Net Income or Loss Applicable to Common Stockholders





As a result of the factors discussed above, our net loss for the three months
ended June 30, 2021 was $7.6 million and our net income for the six months ended
June 30, 2021 was $108.2 million compared to net loss of $24.2 million and $15.4
million for the three and six months ended June 30, 2020, respectively. Net loss
applicable to common stockholders for the three months ended June 30, 2021 was
$7.6 million and net income for the six months ended June 30, 2021 was $105.5
million.

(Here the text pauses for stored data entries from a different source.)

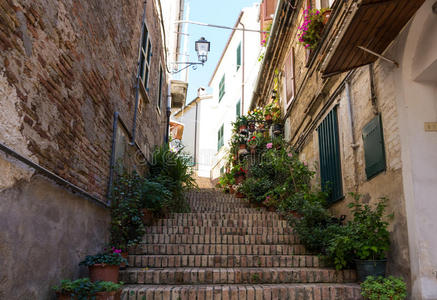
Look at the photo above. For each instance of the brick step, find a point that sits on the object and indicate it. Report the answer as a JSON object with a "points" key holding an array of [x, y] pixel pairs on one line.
{"points": [[259, 215], [217, 230], [224, 261], [217, 249], [318, 291], [253, 239], [235, 275], [222, 222]]}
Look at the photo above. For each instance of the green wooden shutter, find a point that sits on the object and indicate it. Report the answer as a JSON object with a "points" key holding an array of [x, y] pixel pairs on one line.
{"points": [[329, 149], [222, 88], [239, 56], [374, 152]]}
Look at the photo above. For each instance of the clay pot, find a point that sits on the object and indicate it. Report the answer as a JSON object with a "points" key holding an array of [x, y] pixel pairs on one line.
{"points": [[104, 272], [325, 16], [124, 255], [147, 217], [108, 295], [239, 195]]}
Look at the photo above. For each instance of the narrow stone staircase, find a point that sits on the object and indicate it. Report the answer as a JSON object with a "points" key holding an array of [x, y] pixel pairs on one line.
{"points": [[226, 249]]}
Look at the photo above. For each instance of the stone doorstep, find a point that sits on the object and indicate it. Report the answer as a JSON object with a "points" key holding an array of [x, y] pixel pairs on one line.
{"points": [[217, 230], [223, 261], [317, 291], [252, 239], [235, 275], [219, 249]]}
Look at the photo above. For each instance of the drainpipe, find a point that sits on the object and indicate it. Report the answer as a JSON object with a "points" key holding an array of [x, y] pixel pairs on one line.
{"points": [[195, 133], [167, 132], [242, 68], [137, 86]]}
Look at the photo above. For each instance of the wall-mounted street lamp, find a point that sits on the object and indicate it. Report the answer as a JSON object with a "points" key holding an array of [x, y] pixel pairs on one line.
{"points": [[202, 47]]}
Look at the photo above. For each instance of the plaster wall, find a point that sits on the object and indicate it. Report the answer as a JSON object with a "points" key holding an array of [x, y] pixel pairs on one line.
{"points": [[46, 232]]}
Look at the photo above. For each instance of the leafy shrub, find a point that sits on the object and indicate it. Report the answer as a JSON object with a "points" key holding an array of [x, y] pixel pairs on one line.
{"points": [[380, 288], [103, 258], [127, 227]]}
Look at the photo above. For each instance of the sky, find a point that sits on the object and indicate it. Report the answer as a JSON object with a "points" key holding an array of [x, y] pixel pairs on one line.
{"points": [[216, 12]]}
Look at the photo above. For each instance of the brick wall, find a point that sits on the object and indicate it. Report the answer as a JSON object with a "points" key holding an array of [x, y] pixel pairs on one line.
{"points": [[68, 66]]}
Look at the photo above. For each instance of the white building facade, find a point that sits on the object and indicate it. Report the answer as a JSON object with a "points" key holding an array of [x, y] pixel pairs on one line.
{"points": [[232, 83]]}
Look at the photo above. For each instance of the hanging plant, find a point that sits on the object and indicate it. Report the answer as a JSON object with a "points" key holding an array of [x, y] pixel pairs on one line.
{"points": [[310, 32]]}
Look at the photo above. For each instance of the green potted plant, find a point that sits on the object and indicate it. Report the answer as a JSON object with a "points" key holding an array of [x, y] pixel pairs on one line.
{"points": [[104, 266], [107, 290], [380, 288], [80, 289]]}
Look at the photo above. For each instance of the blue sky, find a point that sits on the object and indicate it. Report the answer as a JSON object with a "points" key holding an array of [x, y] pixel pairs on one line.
{"points": [[217, 12]]}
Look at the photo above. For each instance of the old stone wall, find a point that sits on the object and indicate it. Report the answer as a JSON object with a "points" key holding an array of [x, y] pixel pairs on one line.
{"points": [[65, 68], [316, 97]]}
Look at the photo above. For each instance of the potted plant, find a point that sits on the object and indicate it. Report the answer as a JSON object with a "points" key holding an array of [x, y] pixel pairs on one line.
{"points": [[79, 289], [104, 266], [380, 288], [310, 32], [106, 290]]}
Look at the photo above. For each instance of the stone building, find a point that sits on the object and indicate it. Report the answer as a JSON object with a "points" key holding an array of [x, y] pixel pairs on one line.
{"points": [[83, 85], [365, 118]]}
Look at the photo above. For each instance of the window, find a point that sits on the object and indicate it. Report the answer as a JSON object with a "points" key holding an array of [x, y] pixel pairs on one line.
{"points": [[222, 88], [238, 56], [329, 150], [238, 108], [220, 141], [374, 152], [161, 78], [145, 54], [289, 76]]}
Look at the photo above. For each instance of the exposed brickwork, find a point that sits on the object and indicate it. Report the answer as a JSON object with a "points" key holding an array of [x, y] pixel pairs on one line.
{"points": [[212, 254], [72, 65]]}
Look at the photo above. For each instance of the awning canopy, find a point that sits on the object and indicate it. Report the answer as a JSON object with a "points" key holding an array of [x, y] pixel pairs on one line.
{"points": [[373, 25]]}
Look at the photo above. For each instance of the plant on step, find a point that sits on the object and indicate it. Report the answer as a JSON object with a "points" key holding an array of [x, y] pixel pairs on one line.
{"points": [[127, 227], [80, 289], [309, 33], [380, 288], [173, 170]]}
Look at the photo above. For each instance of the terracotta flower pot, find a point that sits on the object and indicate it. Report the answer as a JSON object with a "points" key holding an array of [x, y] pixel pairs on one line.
{"points": [[104, 272], [124, 255], [108, 295], [325, 16], [147, 217]]}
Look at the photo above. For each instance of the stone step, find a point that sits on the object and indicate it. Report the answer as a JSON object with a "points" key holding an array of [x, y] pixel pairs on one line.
{"points": [[259, 215], [235, 275], [221, 222], [224, 261], [318, 291], [217, 249], [217, 230], [234, 239]]}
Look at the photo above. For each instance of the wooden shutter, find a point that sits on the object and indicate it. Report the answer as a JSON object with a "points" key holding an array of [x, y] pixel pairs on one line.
{"points": [[329, 151], [289, 76], [374, 152]]}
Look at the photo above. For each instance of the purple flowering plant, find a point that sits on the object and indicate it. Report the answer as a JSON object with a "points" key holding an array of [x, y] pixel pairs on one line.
{"points": [[309, 33]]}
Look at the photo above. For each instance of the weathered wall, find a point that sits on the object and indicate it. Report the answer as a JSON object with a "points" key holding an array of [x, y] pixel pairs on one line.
{"points": [[46, 232], [315, 98], [68, 66]]}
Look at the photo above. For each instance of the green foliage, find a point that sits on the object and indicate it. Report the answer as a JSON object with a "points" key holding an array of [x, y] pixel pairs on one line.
{"points": [[108, 286], [173, 171], [380, 288], [127, 227], [84, 289], [103, 258], [80, 289]]}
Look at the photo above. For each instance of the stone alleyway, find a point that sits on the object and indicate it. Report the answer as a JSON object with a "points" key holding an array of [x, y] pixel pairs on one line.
{"points": [[225, 249]]}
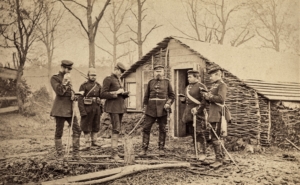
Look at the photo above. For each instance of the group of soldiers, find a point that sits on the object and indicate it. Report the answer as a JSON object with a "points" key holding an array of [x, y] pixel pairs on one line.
{"points": [[158, 98]]}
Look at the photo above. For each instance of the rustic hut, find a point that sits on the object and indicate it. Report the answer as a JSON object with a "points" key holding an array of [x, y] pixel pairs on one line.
{"points": [[249, 101]]}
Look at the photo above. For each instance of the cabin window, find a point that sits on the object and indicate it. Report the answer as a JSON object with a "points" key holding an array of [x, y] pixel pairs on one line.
{"points": [[131, 101]]}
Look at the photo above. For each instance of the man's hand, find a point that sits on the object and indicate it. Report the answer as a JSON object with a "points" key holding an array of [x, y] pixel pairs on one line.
{"points": [[120, 91], [194, 110], [66, 79], [166, 106], [144, 109]]}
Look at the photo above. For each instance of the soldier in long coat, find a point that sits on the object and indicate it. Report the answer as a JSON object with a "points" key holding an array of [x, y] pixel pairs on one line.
{"points": [[90, 108], [195, 106], [62, 109], [113, 92], [158, 97], [217, 96]]}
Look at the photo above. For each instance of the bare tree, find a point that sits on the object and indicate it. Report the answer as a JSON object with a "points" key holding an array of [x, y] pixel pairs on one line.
{"points": [[47, 29], [271, 21], [92, 27], [21, 32], [115, 22], [140, 17]]}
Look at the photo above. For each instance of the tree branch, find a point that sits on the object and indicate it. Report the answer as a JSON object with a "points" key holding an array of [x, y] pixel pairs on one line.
{"points": [[154, 27], [82, 25]]}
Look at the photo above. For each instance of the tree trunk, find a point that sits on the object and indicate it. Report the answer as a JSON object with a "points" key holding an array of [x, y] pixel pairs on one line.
{"points": [[92, 53], [139, 33], [18, 85]]}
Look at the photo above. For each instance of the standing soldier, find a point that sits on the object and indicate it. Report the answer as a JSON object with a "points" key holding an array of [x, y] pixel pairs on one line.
{"points": [[62, 109], [217, 96], [158, 98], [115, 95], [195, 106], [90, 109]]}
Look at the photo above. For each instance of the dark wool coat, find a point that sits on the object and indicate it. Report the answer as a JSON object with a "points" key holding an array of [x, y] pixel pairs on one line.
{"points": [[194, 91], [218, 92], [114, 103], [159, 89], [62, 105]]}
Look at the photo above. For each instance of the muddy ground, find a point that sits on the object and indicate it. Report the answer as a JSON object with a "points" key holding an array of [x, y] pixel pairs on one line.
{"points": [[28, 135]]}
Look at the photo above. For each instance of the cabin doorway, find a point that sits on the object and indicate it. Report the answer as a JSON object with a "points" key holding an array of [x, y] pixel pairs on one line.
{"points": [[181, 82]]}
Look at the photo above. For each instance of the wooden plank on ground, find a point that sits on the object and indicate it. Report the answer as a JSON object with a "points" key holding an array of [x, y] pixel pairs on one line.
{"points": [[88, 176], [8, 73], [8, 98], [9, 109]]}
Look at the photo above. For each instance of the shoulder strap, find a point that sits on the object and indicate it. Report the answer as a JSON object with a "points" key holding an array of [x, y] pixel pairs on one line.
{"points": [[91, 90], [191, 97]]}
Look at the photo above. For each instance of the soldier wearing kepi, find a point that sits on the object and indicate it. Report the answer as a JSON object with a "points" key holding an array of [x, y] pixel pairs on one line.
{"points": [[115, 95], [195, 106], [62, 109], [158, 97], [217, 96], [90, 109]]}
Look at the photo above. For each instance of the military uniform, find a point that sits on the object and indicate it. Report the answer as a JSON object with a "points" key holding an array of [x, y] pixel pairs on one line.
{"points": [[62, 110], [217, 97], [157, 94], [90, 110], [114, 105]]}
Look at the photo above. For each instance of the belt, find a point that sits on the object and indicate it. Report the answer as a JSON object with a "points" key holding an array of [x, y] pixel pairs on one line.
{"points": [[156, 99]]}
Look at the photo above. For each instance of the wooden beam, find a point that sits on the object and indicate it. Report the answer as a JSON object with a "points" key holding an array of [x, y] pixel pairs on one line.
{"points": [[9, 109], [8, 73], [8, 98]]}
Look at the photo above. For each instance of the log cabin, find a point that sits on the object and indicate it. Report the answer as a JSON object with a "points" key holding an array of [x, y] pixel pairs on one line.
{"points": [[258, 83]]}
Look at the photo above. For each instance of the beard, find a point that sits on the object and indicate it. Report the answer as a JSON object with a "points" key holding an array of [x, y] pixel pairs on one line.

Net loss applicable to common stockholders for the three and six months
ended June 30, 2020 was $24.2 million and $15.4 million, respectively.

Excluding the non-cash warrant revaluation gain of $7.0 million and future
tranche right revaluation gain of $118.8 million, for the six months ended June
30, 2021, net loss applicable to common stockholders was $20.3 million.
Excluding the non-cash warrant revaluation loss of $0.9 million and future
tranche right revaluation loss of $15.3 million for the three months ended June
30, 2020, net loss applicable to common stockholders was $8.0 million. Excluding
the non-cash warrant revaluation gain of $0.2 million and future tranche right
revaluation gain of $5.4 million for the six months ended June 30, 2020, net
loss applicable to common stockholders was $21.0 million.